At best, voters would park their votes with the PCs because the other options were too scary, weird or corrupt. Then, when another option looked more suitable, the voters would bolt.
Now when you are a compromise party, governing as though you will govern forever is a terrible idea. But that’s exactly what PCs do. They think Canadians are a far too cautious and meek people to entertain the idea of voting for an “ideological” party.
Who will ever forget Jim Prentice’s dismissive attitude towards Rachel Notley at the leader’s debate? Or how the Ontario PCs delivered a budget from the floor of Magna Auto Parts? Or Kim Campbell’s remark that elections were no time to discuss serious issues?
Even when they do lose, they assume it’s a temporary setback and refuse to change, thinking that the voters will come back to their senses. The Ontario PC Party is perhaps the worst offender, running famously clumsy, tone-deaf campaigns while ignoring and silencing their critics.
It’s a fine way to repay voters and supporters for cautiously trusting you. And so, parties that were farther to the left and right began to find more Canadians were listening.
These days, campus lefties have a better shot of entering a Canadian legislature than ever before. Rachel Notley may soon be nominating someone who believes George W. Bush created ISIS into her cabinet.
Hands up, those of you who would trust Progressive Conservatives to stand up to left-wingers who want to slap trigger warnings on everything?

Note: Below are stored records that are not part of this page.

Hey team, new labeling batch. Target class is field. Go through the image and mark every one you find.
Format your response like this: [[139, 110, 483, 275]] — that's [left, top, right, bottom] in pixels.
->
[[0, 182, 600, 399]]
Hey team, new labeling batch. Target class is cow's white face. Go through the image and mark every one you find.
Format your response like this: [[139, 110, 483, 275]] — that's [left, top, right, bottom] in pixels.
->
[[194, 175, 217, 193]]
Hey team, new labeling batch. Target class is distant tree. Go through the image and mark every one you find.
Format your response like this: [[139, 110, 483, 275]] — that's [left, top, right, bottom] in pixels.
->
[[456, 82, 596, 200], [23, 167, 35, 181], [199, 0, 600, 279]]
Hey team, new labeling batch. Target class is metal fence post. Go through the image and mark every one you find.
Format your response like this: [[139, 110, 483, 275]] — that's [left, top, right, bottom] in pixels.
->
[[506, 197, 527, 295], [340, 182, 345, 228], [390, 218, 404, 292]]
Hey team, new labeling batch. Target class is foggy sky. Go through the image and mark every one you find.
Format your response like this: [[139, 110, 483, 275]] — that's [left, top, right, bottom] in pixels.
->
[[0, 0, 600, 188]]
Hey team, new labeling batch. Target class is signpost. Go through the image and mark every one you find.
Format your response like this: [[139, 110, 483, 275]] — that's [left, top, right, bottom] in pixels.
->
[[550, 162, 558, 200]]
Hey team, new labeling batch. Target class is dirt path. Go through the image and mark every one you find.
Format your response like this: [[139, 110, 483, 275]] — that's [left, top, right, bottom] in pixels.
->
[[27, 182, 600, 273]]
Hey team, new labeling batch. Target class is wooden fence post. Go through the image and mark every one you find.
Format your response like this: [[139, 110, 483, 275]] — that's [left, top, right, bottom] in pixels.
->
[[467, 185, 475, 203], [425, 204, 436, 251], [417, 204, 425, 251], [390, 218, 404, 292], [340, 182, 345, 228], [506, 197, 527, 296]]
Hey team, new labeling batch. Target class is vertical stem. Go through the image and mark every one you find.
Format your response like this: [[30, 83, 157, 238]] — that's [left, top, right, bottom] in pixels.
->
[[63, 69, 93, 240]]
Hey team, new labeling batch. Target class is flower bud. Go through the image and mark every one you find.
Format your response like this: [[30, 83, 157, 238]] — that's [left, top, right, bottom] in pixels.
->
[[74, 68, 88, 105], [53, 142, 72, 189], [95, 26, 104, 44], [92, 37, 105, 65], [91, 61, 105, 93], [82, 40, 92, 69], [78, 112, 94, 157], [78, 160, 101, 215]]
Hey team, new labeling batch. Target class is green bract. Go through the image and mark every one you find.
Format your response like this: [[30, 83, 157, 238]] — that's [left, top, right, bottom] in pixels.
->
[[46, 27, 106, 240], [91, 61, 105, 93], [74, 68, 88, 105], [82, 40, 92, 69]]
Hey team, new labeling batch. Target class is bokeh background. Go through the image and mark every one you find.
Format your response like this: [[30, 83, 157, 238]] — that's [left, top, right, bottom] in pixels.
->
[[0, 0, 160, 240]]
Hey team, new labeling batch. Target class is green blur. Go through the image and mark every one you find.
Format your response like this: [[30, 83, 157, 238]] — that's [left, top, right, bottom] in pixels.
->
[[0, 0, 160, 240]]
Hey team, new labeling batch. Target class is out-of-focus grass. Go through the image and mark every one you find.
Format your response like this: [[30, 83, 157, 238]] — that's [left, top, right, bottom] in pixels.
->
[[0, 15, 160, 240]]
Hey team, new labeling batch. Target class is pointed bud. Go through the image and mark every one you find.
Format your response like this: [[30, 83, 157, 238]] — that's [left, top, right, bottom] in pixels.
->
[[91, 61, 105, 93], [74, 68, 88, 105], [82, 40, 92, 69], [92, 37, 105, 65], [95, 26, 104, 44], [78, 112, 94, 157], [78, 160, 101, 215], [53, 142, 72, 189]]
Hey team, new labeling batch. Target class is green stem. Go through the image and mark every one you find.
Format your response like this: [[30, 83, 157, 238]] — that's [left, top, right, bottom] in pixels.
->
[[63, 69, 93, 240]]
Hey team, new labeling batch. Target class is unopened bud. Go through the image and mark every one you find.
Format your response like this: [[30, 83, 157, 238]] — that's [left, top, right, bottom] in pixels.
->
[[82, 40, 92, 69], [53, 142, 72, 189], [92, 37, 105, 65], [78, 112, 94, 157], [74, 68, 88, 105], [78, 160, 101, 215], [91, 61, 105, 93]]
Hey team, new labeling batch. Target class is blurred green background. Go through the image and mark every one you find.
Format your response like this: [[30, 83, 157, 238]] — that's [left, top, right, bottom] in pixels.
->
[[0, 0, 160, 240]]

I didn’t think so.
We’re not the only ones, either. Supposedly left-leaning Torontonians tapped Rob Ford and his eponymous Nation to try and clean up the mess David Miller made, while taking a pass on the compromise candidates favoured by PC elites. Then, Monte McNaughton shook up the boring PC Party of Ontario leadership race and helped Patrick Brown defeat the Red Tory establishment by a very wide margin.
It may be that Canadian politics is just getting more polarized. That would explain the movement of the federal and Ontario Liberals to the left, while the BC and Quebec Liberals shift right.
One thing that can be said for Liberals is that they are savvy enough to move to where the power lies. That leaves the PCs stubbornly clinging to a centre that increasingly cannot hold.
So, who killed the Progressive Conservative? The sad answer is: They did it to themselves.